六九在廊下摸摸鼻子,讨了个没趣儿。雪光刺人眼,他把手搭在额前,远眺这盛景。太子宫,远处的宣政殿,后边儿的立政殿,整个儿大明宫都蒙了一层明晃晃的白,可是再白再洁净,大雪也洗不净藏污纳垢的大明宫。六九叹了口气,朝百孙院走去,靴子走在雪地里咯吱咯吱的作响,雪地上偶尔会见着爪子印,那是斑鸠麻雀这些雀鸟饿极了出来觅食留下的。

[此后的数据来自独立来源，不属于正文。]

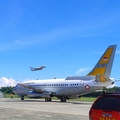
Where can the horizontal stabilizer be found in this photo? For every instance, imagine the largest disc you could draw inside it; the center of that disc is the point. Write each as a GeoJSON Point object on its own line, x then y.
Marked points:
{"type": "Point", "coordinates": [102, 78]}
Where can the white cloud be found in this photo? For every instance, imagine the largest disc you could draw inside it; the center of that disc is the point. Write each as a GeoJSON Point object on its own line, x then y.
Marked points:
{"type": "Point", "coordinates": [118, 52]}
{"type": "Point", "coordinates": [4, 82]}
{"type": "Point", "coordinates": [82, 70]}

姜棠替晚晚梳了个惊鹄髻,乌黑锃亮的头发高高的盘起来,显得巴掌大的脸愈发的瘦小,一点红唇,不加粉饰,晚晚看起来颇有点弱不禁风的味道。她对姜棠说要上外头走走,省得一下午睡的人发懵。
晚晚手里捧着鎏金手炉,姜棠手里扶着她在蓬莱殿外的甬道里散步。雪停了,甬道里有宫人拿着笤帚扫雪,道儿的两边堆起弄得乌七八糟的雪,晚晚觉得有点可惜。

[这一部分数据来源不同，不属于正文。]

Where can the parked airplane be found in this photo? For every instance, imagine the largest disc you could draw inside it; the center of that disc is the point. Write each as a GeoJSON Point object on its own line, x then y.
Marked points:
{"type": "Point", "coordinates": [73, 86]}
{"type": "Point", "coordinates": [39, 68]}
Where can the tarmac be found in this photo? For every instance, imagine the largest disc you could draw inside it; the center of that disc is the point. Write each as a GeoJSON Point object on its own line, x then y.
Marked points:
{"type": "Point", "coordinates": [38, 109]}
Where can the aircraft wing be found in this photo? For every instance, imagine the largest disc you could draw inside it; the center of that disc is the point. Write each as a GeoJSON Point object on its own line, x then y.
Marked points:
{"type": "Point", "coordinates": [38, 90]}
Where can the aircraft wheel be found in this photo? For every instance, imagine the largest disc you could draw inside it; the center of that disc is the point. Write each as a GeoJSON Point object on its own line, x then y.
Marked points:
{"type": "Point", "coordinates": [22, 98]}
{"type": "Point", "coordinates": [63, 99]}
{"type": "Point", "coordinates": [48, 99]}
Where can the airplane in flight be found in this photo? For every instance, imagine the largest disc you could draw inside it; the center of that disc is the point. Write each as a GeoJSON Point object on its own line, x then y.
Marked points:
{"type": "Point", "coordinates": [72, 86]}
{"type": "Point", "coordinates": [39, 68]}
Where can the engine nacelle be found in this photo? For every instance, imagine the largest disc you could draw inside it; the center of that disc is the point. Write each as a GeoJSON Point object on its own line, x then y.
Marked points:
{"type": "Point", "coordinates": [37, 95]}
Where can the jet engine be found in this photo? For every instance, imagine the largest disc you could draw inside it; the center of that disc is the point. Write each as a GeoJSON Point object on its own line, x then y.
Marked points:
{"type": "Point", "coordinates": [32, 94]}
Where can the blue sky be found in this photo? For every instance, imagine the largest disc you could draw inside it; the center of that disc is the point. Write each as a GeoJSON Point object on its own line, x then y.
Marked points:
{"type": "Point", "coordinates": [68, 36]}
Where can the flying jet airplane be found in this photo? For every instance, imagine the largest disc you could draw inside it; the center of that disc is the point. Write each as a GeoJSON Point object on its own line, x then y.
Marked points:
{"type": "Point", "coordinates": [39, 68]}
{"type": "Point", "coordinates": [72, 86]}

姜棠琢磨着晚晚的脾气,小声地对晚晚说:“立政殿那边打发人来传话了,说是皇后殿下的头风又犯了,品位低一点的嫔妃都要去伺疾,诸皇子都要去请安,您什么时候也去瞧瞧?”
晚晚侧过头问她:“今儿下午打发的人来?”
姜棠说是的
“传话的人说昨儿夜里皇后的头风就犯了,唉哟唉哟的在床上抻唤到天亮,医正来扎针都不好使,想必这会子皇后还躺在床上呢!”
晚晚说不好使得
“上午我叫六九去接重裕过来吃晚膳,估摸着马上也就到了,晚上我肯定没得空儿上立政殿瞧皇后殿下去,等明儿早上请安的时候再去吧。”

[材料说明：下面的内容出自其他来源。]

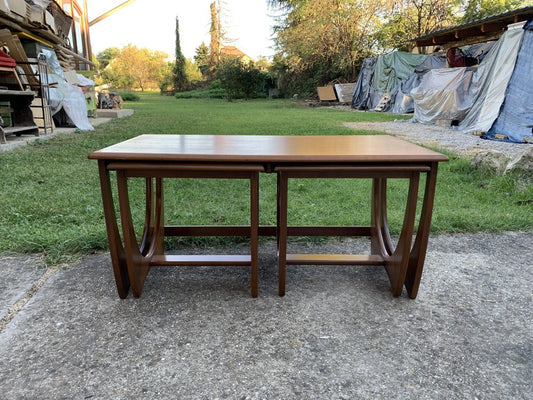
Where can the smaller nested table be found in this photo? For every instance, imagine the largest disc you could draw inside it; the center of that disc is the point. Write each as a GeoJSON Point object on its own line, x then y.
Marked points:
{"type": "Point", "coordinates": [154, 157]}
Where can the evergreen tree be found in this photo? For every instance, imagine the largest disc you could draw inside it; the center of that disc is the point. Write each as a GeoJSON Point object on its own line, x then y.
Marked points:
{"type": "Point", "coordinates": [180, 77]}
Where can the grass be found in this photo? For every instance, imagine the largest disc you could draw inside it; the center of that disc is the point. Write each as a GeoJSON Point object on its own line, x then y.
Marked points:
{"type": "Point", "coordinates": [50, 198]}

当朝的皇后姓温,姓温人可不温,她记恨皇爷爷立了先头章娘娘的儿子元东篱,也就是晚晚的阿耶做了太子,不但没有扶持她的儿子反而让她的儿子元东宸出阁到雍州做了王爷,温娘娘因此恨毒了皇爷爷,整日暗地里在大明宫作妖。
姜棠说:“狠狠的让立政殿那位痛上一痛也好,煞煞她的气性儿,省得她成天精精怪怪的,专和太子宫不对付。”
晚晚笑道,就是这个理儿!
她元重绾,在宫里行走了十年有三,自从没了阿娘,她为人秉持着一个道理:人不犯我,我不犯人,人若犯我,我,我,我礼让三分。没法子的事儿,没了娘的孩子像根草,只有这点子气性。阿耶在前朝做事儿,是不管这□□里拉拉杂杂的事儿,只要后院表面风平浪静,太子是不过问的。姐弟俩现下尽管寄养在高太子妃名下,等将来她自己有了一儿半女的,晚晚和重裕处境恐怕会更难。
雪后初晴,只是时辰有些晚了,点点暗色的光辉洒在挑檐上,奢侈得像是从手指缝里梭出来的。手炉子慢慢的凉了,晚晚扶着姜棠的手往回走,雪水湿了甬道的地砖,重台履敲在地砖上吧嗒吧嗒的响起了长长回音。